China’s general government debt increased to about 53.2 per cent of the country’s GDP by the end of 2015, versus 50.6 per cent a year earlier, according to Fitch Ratings’ latest estimates. Local government debt expanded even faster, up to 33 per cent of GDP at the end of 2015 from 21 per cent of GDP at end-2013.
“The degree of leverage in China’s economy has increased dramatically since 2008, even as the pace has slowed since 2013,” Fitch said.
The rating agency noted that China’s bank-dominated financial system faces mounting risks, as its standalone credit strength is weak for the sovereign rating level. As a result, the Chinese sovereign faces “a large and rising contingent liability”.
Besides, the recent depreciation of the Chinese yuan is taking a toll on local government offshore funding plans, Fitch said.
“If the Chinese currency keeps depreciating, LGFV (local government financing vehicles)’s offshore debt servicing costs will continue to rise as they pay more in local-currency terms,” Lin Pei and Terry Gao, analysts for Fitch, said in a recent report.
Fitch predicted China’s government debt level to increase to about 54 per cent of GDP in 2016. However, the ratio may start to come down afterwards, as the authorities move to address the local government debt problem, it said.
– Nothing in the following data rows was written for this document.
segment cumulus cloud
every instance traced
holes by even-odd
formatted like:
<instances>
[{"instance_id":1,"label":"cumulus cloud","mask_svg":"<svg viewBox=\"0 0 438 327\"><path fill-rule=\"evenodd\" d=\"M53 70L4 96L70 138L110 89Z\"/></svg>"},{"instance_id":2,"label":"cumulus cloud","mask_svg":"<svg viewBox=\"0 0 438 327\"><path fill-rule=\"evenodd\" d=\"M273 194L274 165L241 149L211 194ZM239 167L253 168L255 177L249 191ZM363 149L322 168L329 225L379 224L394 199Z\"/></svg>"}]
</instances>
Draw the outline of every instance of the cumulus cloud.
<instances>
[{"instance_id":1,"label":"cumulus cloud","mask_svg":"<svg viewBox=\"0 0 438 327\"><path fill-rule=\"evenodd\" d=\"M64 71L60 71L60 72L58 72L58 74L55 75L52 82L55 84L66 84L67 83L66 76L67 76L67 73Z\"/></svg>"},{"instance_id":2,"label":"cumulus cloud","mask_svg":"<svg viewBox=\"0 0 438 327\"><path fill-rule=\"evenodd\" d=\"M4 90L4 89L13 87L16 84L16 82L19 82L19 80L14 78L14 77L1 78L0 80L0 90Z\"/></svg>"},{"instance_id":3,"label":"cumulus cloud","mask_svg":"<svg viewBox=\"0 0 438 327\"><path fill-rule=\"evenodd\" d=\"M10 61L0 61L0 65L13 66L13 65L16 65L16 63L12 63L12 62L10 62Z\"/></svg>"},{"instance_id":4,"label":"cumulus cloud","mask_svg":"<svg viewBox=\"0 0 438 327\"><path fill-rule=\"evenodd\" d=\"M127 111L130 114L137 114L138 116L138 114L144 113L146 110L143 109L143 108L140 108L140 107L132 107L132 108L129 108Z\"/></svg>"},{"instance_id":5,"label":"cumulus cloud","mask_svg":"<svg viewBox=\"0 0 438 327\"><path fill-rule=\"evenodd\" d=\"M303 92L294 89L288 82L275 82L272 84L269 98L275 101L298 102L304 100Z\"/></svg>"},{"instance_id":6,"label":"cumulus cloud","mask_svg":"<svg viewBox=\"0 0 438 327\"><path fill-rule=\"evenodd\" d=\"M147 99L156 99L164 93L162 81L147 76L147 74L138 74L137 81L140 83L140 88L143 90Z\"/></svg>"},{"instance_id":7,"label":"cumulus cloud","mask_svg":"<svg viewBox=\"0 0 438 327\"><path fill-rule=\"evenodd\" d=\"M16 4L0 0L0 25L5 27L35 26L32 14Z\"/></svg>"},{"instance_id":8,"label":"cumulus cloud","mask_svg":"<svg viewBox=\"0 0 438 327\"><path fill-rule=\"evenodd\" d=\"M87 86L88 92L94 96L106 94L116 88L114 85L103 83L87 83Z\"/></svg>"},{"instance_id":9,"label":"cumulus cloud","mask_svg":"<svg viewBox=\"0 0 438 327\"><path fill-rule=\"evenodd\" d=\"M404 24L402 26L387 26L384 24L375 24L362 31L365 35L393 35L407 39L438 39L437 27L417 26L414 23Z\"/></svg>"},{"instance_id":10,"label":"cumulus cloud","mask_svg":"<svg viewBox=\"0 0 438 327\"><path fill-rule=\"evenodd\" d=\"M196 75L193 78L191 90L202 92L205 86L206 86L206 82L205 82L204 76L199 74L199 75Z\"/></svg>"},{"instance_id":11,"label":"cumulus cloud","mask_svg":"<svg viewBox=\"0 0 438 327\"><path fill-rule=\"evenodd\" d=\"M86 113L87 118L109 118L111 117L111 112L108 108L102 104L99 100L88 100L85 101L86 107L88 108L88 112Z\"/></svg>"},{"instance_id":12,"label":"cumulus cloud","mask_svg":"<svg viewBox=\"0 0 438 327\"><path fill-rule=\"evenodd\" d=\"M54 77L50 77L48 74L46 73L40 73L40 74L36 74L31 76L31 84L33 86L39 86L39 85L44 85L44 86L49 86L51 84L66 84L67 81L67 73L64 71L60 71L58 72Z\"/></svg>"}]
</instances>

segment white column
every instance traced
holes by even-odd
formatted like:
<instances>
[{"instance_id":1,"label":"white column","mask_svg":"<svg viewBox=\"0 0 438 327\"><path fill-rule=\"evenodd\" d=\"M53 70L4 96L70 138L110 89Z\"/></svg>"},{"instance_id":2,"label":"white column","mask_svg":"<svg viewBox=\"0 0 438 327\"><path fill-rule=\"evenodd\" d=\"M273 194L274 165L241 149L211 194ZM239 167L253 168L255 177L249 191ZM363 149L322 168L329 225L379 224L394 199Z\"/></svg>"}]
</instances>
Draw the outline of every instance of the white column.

Moody’s Investor Service appears more pessimistic on the outlook of China’s government debt.
On Wednesday, Moody’s surprised markets by downgrading the outlook on China’s government bond rating to negative from stable, citing “rising government debts” and “large and rising contingent liabilities on the government balance sheet” as a key driver.
“The government’s balance sheet is exposed to contingent liabilities through regional and local governments, policy banks and state-owned enterprises (SOEs),” said Marie Diron and Anne Van Praagh, sovereign analysts at Moody’s. “The ongoing increase in leverage across the economy and financial system and the stress in the SOE sector imply a rising probability that some of the contingent liabilities will crystallise on the government’s balance sheet.”
Besides, as the Chinese government and the banking sector step up support to implement strategic national policy goals, and the government has made clear their objectives to introduce more market discipline, contingent liabilities could see continued growth, the rating agency added.
Looking ahead, the fiscal strength of the Chinese government could weaken further if the underlying growth remained weak, Moody’s warned, although it added this is not its “base case scenario”.
If that happened, the liabilities of China’s policy banks would likely see them increase their efforts to fund government-sponsored investment, and the leverage of SOEs, which is already under stress, would rise further, Moody’s noted.
In particular, rising SOE leverage would raise the risk of a sharp slowdown in economic growth, as paying debt will constrain the government’s other spending.
In addition, it may also cause a “marked deterioration” of bank asset quality.
“Either of these developments could ultimately result in higher government debt and additional downward pressure on the government’s credit profile,” said Moody’s.
Moody’s estimated China’s government debt at 40.6 per cent of GDP at the end of 2015, up from 32.5 per cent in 2012. It predicted China’s government debt to further increase to 43 per cent by 2017, as the policymakers are expected launch accommodative fiscal policies, with higher government spending and possible reductions in the overall tax burden.
Nevertheless, Moody’s expects China’s debt affordability to remain high, as the country’s large domestic savings may continue to fund government debt.
The Chinese central government has already accelerated efforts to curb the borrowing by local governments and rein in risks related to their rising debt level.
Last week, several state agencies, including the central bank and the finance ministry, jointly issued a new rule to ban local governments from borrowing from banks to purchase land and conduct other property projects, in an effort seen to reduce risks in the banking system, as local government borrowing accounts for a large part of banks’ non-performing loans.
However, Standard & Poor’s said in a recent report that the new rule may not be “a quick fix” for the local government debt problem as it has limited impact on the entities’ creditworthiness.
“The creditworthiness of LGFVs ultimately remains underpinned by their strong ties and importance to their local governments, and the credit strength of those governments,” said Standard & Poor’s credit analyst Gloria Lu.